Representatives for Reeves and Fitch insist it’s about scheduling conflicts. The three Republican gubernatorial candidates, including Reeves, did recently agree to a single televised debate before the August primary, hosted by WJTV-TV next month.
And Fitch and Reeves have attended many candidate forums, their spokespeople point out. But some argue forums — where candidates often make a general pitch about their candidacy — are vastly different than debates, where they are asked pointed questions by a moderator and each other.
“It benefits everyone for the candidates to be asked tough questions about the office, and to give direct answers with specific plans, for their tenure in office,” said Shannon Warnock, campaign manager for Republican AG candidate Andy Taggart, who has sharply criticized Fitch for her debate absences.
One of Reeves’ Republican opponents, state Rep. Robert Foster, called him out for missing the first debate at Mississippi State University in April, saying Reeves was “back home on the porch.” Reeves initially said he wouldn’t make it because of the legislative session, though the session ultimately ended early.
Before the debate, Foster alleged Reeves’ absence caused MSU to spike an effort by WJTV to have the debate televised, because the school wanted to “protect” Reeves by refusing to allow his opponents free statewide exposure. The university denied the allegations.
It’s true that factors beyond simple scheduling conflicts often play a part when candidates — especially front-runners — opt to skip debates, political experts say.
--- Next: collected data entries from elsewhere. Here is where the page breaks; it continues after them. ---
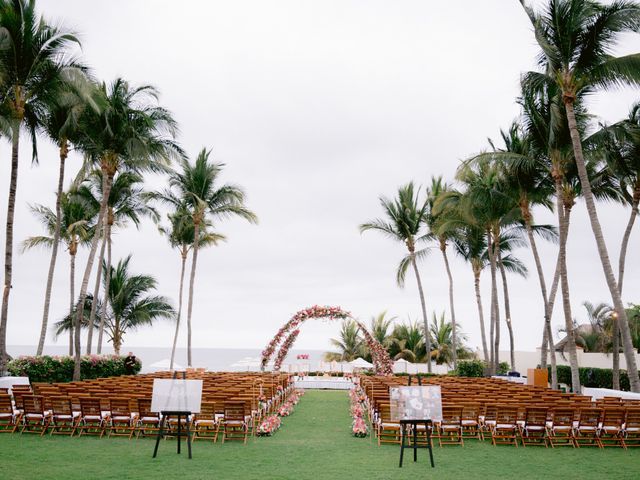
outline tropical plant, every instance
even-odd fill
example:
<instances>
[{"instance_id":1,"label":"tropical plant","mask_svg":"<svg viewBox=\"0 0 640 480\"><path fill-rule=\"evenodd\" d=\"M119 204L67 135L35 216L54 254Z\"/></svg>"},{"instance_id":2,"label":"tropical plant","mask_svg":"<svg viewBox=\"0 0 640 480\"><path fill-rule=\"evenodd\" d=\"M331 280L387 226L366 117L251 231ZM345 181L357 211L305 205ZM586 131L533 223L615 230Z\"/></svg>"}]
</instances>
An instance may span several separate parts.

The leaders of a race must calculate if showing up could inadvertently injure their chances and boost their competitors in the polls.
“You give (your opponents) a stage and a microphone, and if you are the leader, then you naturally draw a crowd to that stage,” said Marty Wiseman, a former MSU political science professor and longtime state politics observer. “If you are certain of the gap you’ve got over the guy in second place, then there’s a case to be made for not creating that environment that gives them free publicity.”